For more than a century, the Bochum Symphony Orchestra had yearned for a home to call its own. The Orchestra rehearsed in an industrial building outside the center of the city with poor acoustics and insufficient space, and their concerts took place in multiple locations in Bochum, including the Schauspielhaus (Theater) Bochum and the Audimax auditorium at the Ruhr University Bochum, neither of which was acoustically suitable for music performance.
Forging a consensus and winning grass-roots support to fund a concert hall and music center for Bochum was an enormous challenge but, in the end, a broad alliance of citizens, businesses, City and State governments and the EU all came together to support the project. One longtime Symphony subscriber, a successful entrepreneur who believes in the power of music to help build the character of young people, contributed five million Euros.
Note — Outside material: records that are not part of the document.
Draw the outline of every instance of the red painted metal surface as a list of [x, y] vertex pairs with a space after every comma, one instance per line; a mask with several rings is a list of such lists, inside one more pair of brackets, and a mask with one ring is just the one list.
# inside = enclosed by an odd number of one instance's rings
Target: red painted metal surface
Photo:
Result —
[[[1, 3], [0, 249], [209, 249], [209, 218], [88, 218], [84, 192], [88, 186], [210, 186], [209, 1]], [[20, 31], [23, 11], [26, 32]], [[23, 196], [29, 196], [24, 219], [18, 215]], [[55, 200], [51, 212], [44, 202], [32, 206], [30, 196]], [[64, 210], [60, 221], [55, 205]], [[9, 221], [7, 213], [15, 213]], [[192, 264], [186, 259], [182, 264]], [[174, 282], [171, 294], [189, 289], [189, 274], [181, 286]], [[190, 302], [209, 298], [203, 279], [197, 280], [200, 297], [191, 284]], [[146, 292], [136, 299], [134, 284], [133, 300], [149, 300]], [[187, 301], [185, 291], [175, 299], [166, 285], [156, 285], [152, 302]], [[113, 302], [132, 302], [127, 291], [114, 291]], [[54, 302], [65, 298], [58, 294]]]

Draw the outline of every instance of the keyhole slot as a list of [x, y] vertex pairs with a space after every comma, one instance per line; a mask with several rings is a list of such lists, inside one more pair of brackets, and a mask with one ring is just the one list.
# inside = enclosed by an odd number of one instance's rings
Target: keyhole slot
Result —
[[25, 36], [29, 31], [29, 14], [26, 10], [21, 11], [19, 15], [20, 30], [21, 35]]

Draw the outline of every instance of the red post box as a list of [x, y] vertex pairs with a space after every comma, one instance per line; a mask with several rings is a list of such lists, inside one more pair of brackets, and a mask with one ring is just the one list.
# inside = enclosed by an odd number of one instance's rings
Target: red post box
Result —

Steven Sloane introduced a fund-raising campaign, inspired by Barack Obama’s grass roots campaign some years earlier, in which he challenged the people of Bochum to produce 10,000 contributions over a period of ten weeks. At the end of the ten weeks, the Musikforum campaign had attracted not 10,000 but 20,000 contributors, some giving a few Euros, others much more.
The new building, officially named the Anneliese Brost Musikforum Ruhr in honor of the late German publisher and philanthropist whose Foundation was a major donor to the project, was inaugurated in October 2016 at the central Marienplatz, adjacent to the 19 th century St Mary’s Church in the Victoria Quarter.
The creative design integrates the long-vacant, secularized church and gives it a new purpose as entrance and foyer to both a large hall, which will seat 960, as well as a small hall, seating 250 and suitable for smaller ensemble and music school students.
Thus the Musikforum is also perfectly equipped to house Bochum’s vibrant municipal music school, where people of all ages learn instruments, play in bands and sing in choruses. Bochum has the largest music school in the region, with over 10,000 students.
The Anneliese Brost Musikforum Ruhr is a music center, a meeting place, a place of cultural exchange for all Bochum’s citizens, a place for music making of all kinds by groups of all sizes - a vital cultural venue at the heart of Bochum.